Your voice is as valuable as your pockets. And if we as an industry don’t collectively utilize every available avenue to support youth involvement in shooting sports, we can kiss our future goodbye.

3. Ask, Don’t Tell

However you decide to get involved, John Annoni, career educator, gun rights advocate and outdoor mentor, encourages those in the firearms community to first decide how far they want to go.

“Are you willing to dig deep and do the hard work? Or is it about sticking to the surface and doing just enough so you can check a box and feel good about yourself?,” Annoni asked. “Do a sincere gut check.” 

Annoni also stressed the industry’s need to flip the current model on its head. 

“The industry is used to people looking for donations or handouts, but instead of waiting for the ask why not say ‘we’re going to go to you and offer support in whatever way you need it,’” he said. “The burden shouldn’t be on the smaller fish to ask the bigger fish for help when the bigger fish is the one with all the power, leverage and resources.”

Based on the needs he saw as a public school teacher, Annoni founded Camp Compass Academy in 1994 — an organization with the mission to introduce urban, middle and high school students to various outdoor activities including hunting and archery.

In his experience running Camp Compass Academy, he’s realized there isn’t necessarily a shortage of people in the firearms community who are willing or able to help support youth programs: the problem is their support is often contingent upon meeting rigid stipulations and requirements. The result is a failure of the support provided to meet the actual needs.

“The industry can’t tell these organizations what they need, they need to listen to what the actual needs are,” said Annoni. “Instead of saying ‘We’ll give you $5,000 but you can only use it for XYZ,’ imagine the difference it would make if they said, ‘We have $5,000 to give your organization; tell us what you need.’” 

4. Advocate

Lastly, a completely free way for those in the firearms community to help grow youth participation in shooting sports is to simply be an advocate.

Proponents of anti-gun legislation will say they want to save lives, particularly the lives of school-aged children. What they fail to consider is how these measures, whether intentionally or not, often rob our youth of the invaluable opportunities previously mentioned. 

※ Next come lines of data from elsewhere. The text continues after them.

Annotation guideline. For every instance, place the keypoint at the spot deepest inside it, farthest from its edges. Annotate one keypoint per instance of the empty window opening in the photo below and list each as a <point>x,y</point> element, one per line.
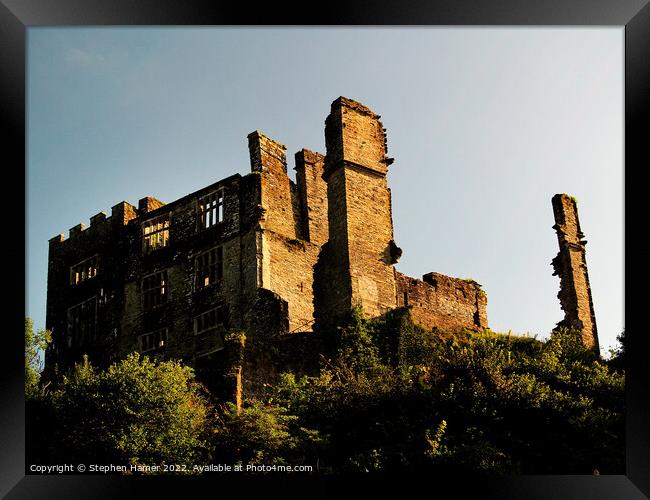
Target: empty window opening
<point>211,209</point>
<point>155,233</point>
<point>85,270</point>
<point>153,340</point>
<point>209,267</point>
<point>82,322</point>
<point>209,320</point>
<point>155,290</point>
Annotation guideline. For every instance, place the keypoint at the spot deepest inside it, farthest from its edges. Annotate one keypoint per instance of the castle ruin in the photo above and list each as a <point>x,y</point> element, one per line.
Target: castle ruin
<point>259,253</point>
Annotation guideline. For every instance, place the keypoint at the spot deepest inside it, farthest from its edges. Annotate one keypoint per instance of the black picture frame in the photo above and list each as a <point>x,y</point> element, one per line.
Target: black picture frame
<point>17,15</point>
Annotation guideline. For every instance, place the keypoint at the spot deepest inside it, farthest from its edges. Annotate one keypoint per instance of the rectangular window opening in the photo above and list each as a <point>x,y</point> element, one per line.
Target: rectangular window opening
<point>155,290</point>
<point>211,210</point>
<point>155,233</point>
<point>153,341</point>
<point>84,270</point>
<point>209,267</point>
<point>82,323</point>
<point>209,320</point>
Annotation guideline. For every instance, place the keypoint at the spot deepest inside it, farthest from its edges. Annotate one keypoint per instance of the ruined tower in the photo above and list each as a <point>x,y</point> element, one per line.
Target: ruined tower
<point>571,266</point>
<point>361,247</point>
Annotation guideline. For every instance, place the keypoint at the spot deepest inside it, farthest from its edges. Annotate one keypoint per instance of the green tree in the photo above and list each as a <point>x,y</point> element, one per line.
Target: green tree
<point>35,344</point>
<point>136,412</point>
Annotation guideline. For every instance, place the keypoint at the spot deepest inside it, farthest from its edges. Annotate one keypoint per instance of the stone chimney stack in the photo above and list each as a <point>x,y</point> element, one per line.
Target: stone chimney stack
<point>570,265</point>
<point>359,209</point>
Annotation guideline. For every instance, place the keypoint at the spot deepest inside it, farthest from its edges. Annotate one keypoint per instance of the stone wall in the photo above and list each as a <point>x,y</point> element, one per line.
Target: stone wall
<point>360,219</point>
<point>312,190</point>
<point>571,266</point>
<point>439,301</point>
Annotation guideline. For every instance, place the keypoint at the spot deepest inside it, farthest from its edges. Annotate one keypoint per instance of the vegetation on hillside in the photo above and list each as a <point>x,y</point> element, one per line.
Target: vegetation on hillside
<point>393,397</point>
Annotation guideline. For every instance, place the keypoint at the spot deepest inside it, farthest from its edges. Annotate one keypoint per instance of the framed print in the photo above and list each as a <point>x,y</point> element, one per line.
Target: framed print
<point>341,209</point>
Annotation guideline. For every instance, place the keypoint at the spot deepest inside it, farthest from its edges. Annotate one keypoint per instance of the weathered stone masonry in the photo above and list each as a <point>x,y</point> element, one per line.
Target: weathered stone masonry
<point>570,265</point>
<point>258,252</point>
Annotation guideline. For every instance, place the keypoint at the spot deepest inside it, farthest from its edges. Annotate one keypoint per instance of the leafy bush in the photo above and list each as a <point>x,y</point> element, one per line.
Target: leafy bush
<point>135,412</point>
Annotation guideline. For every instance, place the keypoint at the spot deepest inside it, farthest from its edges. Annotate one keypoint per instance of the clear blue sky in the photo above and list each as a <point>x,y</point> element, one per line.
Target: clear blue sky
<point>485,125</point>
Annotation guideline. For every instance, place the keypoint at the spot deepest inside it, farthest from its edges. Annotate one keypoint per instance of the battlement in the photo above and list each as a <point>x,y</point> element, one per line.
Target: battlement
<point>122,213</point>
<point>149,204</point>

For example, in May, the Oregon House of Representatives passed HB 2005. The bill contains a myriad of new firearm regulations and specifically threatens youth hunting and high school trap shooting sports by preventing minors from accessing certain commonly owned firearms, even when fully trained in gun safety, supervised by trained adults or participating in lawful and permitted hunting or sport shooting events.  

In 2022, California passed AB-2571, which targets firearms advertising to minors with provisions such as prohibiting the use of: “images or depictions of minors in advertising and marketing materials to depict the use of firearm-related products.” 

Each violation of the provisions carries a civil penalty of up to $25,000, which forced organizations like the California Youth Shooting Sports Association to cease operations until they could get clarity on how the bill applied to them.

As you become aware of these legislative efforts, contact your representatives to share the success stories of the children and teens who participate in shooting sports organizations. Advocacy can occur at the local level as well. Is your local high school’s archery team on the chopping block? Show up to the school board meeting to voice your support. 

The point here: your voice is as valuable as your pockets. And if we as an industry don’t collectively utilize every available avenue to support youth involvement in shooting sports, we can kiss our future goodbye. 

There’s no place like a day out in the field — as these smiling Camp Compass
students can attest to.

The Wichita Clay Dusters clay target team was established by Pass It On
— Outdoors to give more youth the opportunity to participate in
shooting sports who do not have a team at their school.